Ontologie: de categorieën van zijn

Wat is het zijnde?

  • Volgens atomisten: het echte zijnde (de uiteindelijke realiteit) bevindt zich op microniveau: de atomen, onveranderlijk en eeuwig (materialisme).
  • Voor Plato was de echte werkelijkheid de transcendente (niet-materiële) Ideeënwereld.
  • Problemen van Aristoteles met Plato’s dualisme: wat betekent het als de zintuigelijke wereld door toedoen van de demiurg ‘deel heeft aan’ een hogere werkelijkheid. Wat is de bruikbaarheid van de onelegante verdubbelde Ideeënwereld, hoe verklaart het iets, hoe kan het oorzaak zijn?
  • Volgens Aristoteles ligt de uiteindelijke realiteit juist in de dingen als de bomen, vogels, mensen, dat zijn de zijnden of substanties.
  • De categorieënleer (vormen van zijn) is de kern van zijn ontologie.
  • Een categorie is een soort predikaat: Het subject Socrates heeft predikaten: is wijs, bevindt zich in Athene, is een meter zeventig, etc.
  • Categorieën zijn niet alleen prediceringen, maar ook vormen van zijn
  • Zijn is niet eenduidig, groen zijn is niet hetzelfde als boom zijn.
  • Alleen de substantie is wezenlijk, bestaat werkelijk, de accidentele categorieën zijn er afhankelijk van en zijn niet wezenlijk.
  • Er is ook op het niveau van substantie een ontologische hiërarchie:
    • Het individu Socrates is een primaire substantie
    • De soort ‘mens’ is een secundaire substantie
  • Secundaire substanties zijn de veralgemeniseringen van primaire substanties: de universalia. Ze zijn reëel aanwezig in de primaire substantie en vervullen de rol van het Platoonse ‘Idee’, dat wat aan Socrates zijn wezenskenmerk van mens-zijn geeft.
  • Soort komt van eidos wat ook vorm betekent. En Plato gebruikte hetzelfde woord voor zijn Idee.
  • De Platoonse eidos (Idee) is transcendent, de Aristotelische eidos (vorm) is immanent.
  • De Idee is ontologisch primair, dus ook ‘groenheid’.
  • In tegenstelling tot de atomisten geloven zowel Plato als Aristoteles dat de dingen een onveranderlijke immateriële essentie hebben.
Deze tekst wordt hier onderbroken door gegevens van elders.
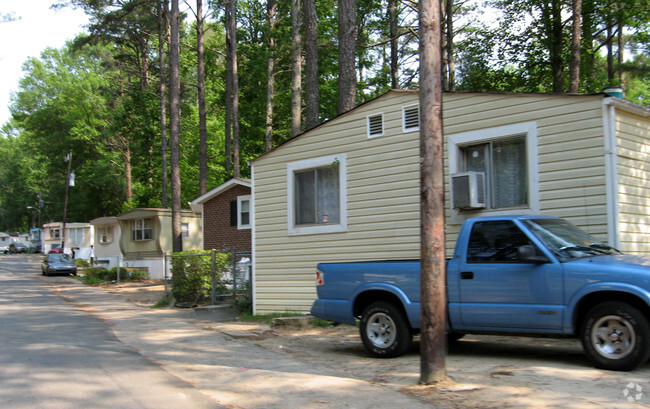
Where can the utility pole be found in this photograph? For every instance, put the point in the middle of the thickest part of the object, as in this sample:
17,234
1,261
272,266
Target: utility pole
68,183
433,297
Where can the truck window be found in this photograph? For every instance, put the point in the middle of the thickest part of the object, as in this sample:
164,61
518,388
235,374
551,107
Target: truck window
495,242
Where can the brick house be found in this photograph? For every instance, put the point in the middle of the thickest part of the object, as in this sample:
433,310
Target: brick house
226,214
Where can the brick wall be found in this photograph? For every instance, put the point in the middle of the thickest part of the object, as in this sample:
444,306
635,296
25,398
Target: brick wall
217,231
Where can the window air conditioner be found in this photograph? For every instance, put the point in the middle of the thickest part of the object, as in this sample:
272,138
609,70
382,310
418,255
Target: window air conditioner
468,190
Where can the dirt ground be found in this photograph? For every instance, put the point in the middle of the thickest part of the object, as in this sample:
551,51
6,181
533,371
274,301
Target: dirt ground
483,371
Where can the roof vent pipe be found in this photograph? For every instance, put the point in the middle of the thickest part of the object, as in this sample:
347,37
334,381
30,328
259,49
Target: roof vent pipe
614,91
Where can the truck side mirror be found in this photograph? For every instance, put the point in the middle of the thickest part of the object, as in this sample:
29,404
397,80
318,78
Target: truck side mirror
528,254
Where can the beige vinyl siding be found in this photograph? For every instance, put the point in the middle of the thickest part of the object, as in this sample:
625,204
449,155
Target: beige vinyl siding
633,159
383,183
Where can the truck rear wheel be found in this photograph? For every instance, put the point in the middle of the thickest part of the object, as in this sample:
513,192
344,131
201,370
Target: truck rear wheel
616,336
384,330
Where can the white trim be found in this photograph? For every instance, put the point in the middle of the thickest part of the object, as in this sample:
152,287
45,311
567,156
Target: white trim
381,116
529,129
241,199
314,163
219,189
611,176
412,129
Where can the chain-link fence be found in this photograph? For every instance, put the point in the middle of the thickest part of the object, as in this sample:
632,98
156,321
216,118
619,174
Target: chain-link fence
209,276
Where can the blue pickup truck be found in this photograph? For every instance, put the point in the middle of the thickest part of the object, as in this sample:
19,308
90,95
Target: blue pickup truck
519,275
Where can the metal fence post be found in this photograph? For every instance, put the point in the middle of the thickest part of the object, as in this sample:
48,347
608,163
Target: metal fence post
234,276
213,293
119,264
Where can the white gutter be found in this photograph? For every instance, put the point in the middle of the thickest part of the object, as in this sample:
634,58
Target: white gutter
611,171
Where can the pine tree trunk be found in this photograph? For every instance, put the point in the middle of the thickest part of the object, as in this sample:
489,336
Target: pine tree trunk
347,47
312,96
270,85
175,127
296,67
163,37
394,44
432,225
576,39
203,131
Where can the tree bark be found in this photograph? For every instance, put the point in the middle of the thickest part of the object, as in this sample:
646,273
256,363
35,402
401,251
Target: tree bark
175,127
451,66
576,39
312,96
296,67
394,44
432,218
557,63
347,45
163,35
270,85
200,76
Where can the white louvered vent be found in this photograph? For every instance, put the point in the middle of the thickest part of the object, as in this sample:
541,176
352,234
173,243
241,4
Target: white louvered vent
375,125
411,116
Fysica: veranderingsprocessen van substanties

Volgens Parmenides moet verandering gewoon ontkend worden. Plato accepteert de zintuigeljke waarneming, maar vindt dat echte kennis het onveranderlijke zijnde als object heeft. Aristoteles gelooft wel in de kenbaarheid van de zintuigelijke wereld, voor hem zitten de onveranderlijke essenties in de dingen. Voor zijn verklaring introduceert Aristoteles een nieuw begrippenrepertoir: Materie, Vorm, Potentie, Actualiteit. Verandering kan plaatsvinden in de vier categorieën:

  • Substantie (ontstaan) – de ene substantie kan de andere voortbrengen
  • Kwaliteit (verandering) – Socrates verandert van gezond in ziek
  • Kwantiteit (groeien of krimpen) – Socrates kan dikker of dunner worden
  • Plaats (beweging) – Socrates verplaatst zich van Athene naar Delphi

Verandering heeft een begin- en eindpunt, desondanks blijft het ‘onderliggende’ onveranderlijk. Socrates (wit of bruin) blijft Socrates, een brok klei in welke vorm ook blijft klei. Het veranderingsproces is dus een verandering van vorm. Bij iedere substantiële verandering zijn drie factoren betrokken: de te verkrijgen vorm, de onderliggende materie en het ontbreken van de uiteindelijke vorm in de beginsituatie. De belangrijkste verklarende factoren zijn materie en vorm: Hylomorphism (materie-vorm). Maar niet alles kan in alles veranderen, daarom introduceert Aristoteles potentie en actualiteit. Potentie is de vorm of vormen die in het beginstadium (in potentie) aanwezig zijn, actualiteit is de actuele feitelijke vorm.

Oorzakenleer

Materie, vorm, potentie en actualiteit zijn onvoldoende verklaring voor de daadwerkelijke actualisering van een in potentie aanwezige vorm. Hij onderscheidt vier oorzaken:

  1. Materie: datgene waaruit een huis gebouwd wordt
  2. Vorm: het idee van het huis zoals aanwezig in het hoofd van de architect die de materie in de vorm dwingt
  3. Beweging: degene die tot bouw van het huis besluit
  4. Doel: de reden waarom het huis gebouwd wordt, onderdak voor mensen.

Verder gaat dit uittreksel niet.